Opened 9 months ago

Closed 8 weeks ago

#9299 closed enhancement (implemented)

Dump stack traces on assertion, crash, or general trouble

Reported by: nickm Owned by:
Priority: normal Milestone: Tor: 0.2.5.x-final
Component: Tor Version:
Keywords: tor-relay debugging Cc:
Actual Points: Parent ID: #11046
Points:

Description (last modified by nickm)

It's so easy to dump stack traces these days!

I have a "backtrace" branch right now that an dump stack traces on assertion failures.
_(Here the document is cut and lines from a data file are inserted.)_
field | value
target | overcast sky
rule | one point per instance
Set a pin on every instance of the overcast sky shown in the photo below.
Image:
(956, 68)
It works on glibc/ELF, and on OSX. We should expand it to work on Windows too, and BSD if we can.

Other fixes to make before it's ready:

  • It should be able to log a stack trace too.
    • It should log the stack trace on an assertion.
  • There should be an option to tell it not to log to the stack_dumps file, perhaps.
  • Perhaps the logfile should be pid-controlled?
  • It should support Windows.
  • It should handle deadly signals (SEGV, etc) as well.
  • It should indicate to the user somehow (if it can) that stuff might be saved to the stack_dumps file.
  • It should have tests.

Child Tickets

Change History (18)

comment:1 Changed 9 months ago by nickm

  • Description modified (diff)

comment:2 Changed 9 months ago by nickm

Updated my branch. Fun stuff! I cut the gordian knot of "where to store traces on crash" by saying "just put them in the log fd and on stderr."
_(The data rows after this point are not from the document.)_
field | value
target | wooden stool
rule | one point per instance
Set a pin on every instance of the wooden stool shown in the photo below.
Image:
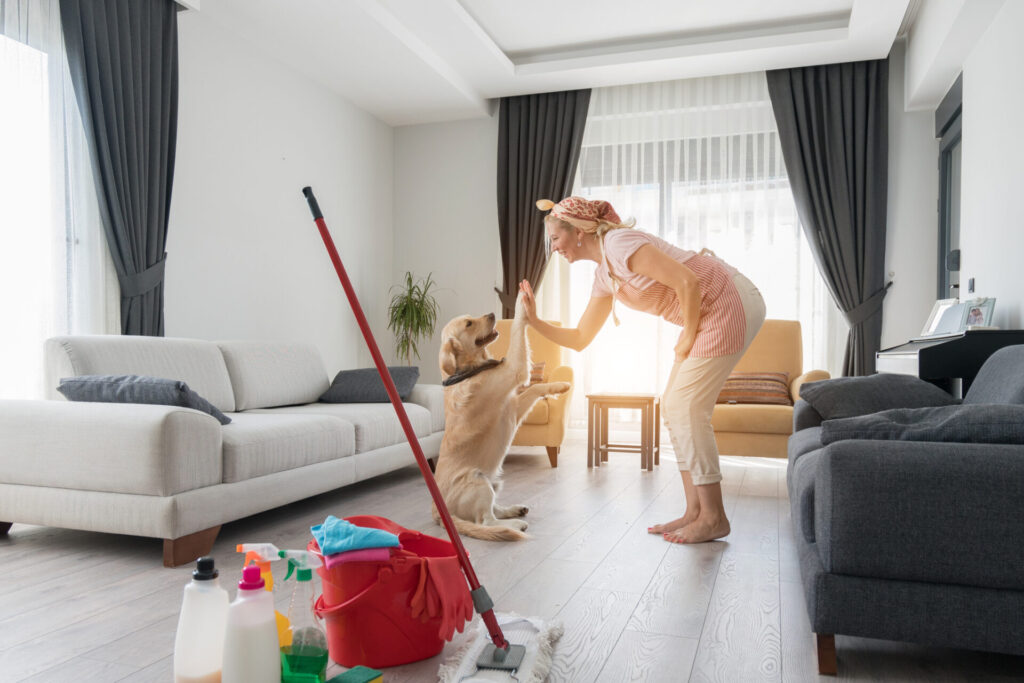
(597, 427)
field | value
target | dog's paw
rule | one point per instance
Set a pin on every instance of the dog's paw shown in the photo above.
(560, 387)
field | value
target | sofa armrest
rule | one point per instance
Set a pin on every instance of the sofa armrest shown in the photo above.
(558, 406)
(804, 416)
(430, 396)
(812, 376)
(945, 513)
(116, 447)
For FreeBSD (and others?) we should look at linking libexecinfo, which is supposed to provide the same information as the backtrace() functions in <execinfo.h> on Linux/OSX.
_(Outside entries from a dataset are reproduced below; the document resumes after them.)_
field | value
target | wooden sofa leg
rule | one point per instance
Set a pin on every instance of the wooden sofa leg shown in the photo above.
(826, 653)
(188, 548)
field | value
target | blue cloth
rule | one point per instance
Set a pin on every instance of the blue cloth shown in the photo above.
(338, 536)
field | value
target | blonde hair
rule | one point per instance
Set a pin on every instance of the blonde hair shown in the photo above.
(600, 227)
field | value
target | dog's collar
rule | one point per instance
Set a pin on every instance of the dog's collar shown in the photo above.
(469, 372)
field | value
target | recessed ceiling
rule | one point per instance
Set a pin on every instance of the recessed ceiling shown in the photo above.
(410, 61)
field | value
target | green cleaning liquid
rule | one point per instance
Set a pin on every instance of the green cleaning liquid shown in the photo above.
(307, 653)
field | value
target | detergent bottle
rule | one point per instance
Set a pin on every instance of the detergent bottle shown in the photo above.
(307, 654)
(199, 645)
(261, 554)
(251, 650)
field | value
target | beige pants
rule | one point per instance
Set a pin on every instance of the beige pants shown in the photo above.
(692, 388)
For windows, we will need to look into StackWalk64 for stack dumping. I believe that the function to catch segfaults and whatnot is SetUnhandledExceptionFilter, but I'm less sure about that.

comment:3 Changed 9 months ago by nickm

  • Description modified (diff)

All that's left to do now is Windows support.

comment:4 Changed 9 months ago by nickm

  • Status changed from new to needs_review

Actually, I'm going to suggest we review and merge now, and leave Windows support for a bit later, since that's a whole new project, and apparently a big one, since the windows API is not trivial.

comment:5 follow-up: Changed 6 months ago by lunar

Ok, here's a review. I hope I'm not wasting anyone's time.

Interesting how the new format_dec_number_sigsafe() and format_hex_number_sigsafe() are slightly different given they do almost the same thing.

+++ b/configure.ac
         crt_externs.h \
+       execinfo.h \
         grp.h \

Small whitespace issue.

+    tor_assert(0 * 0 == 1);

Leaving that in the history is probably bad for future bisection, no?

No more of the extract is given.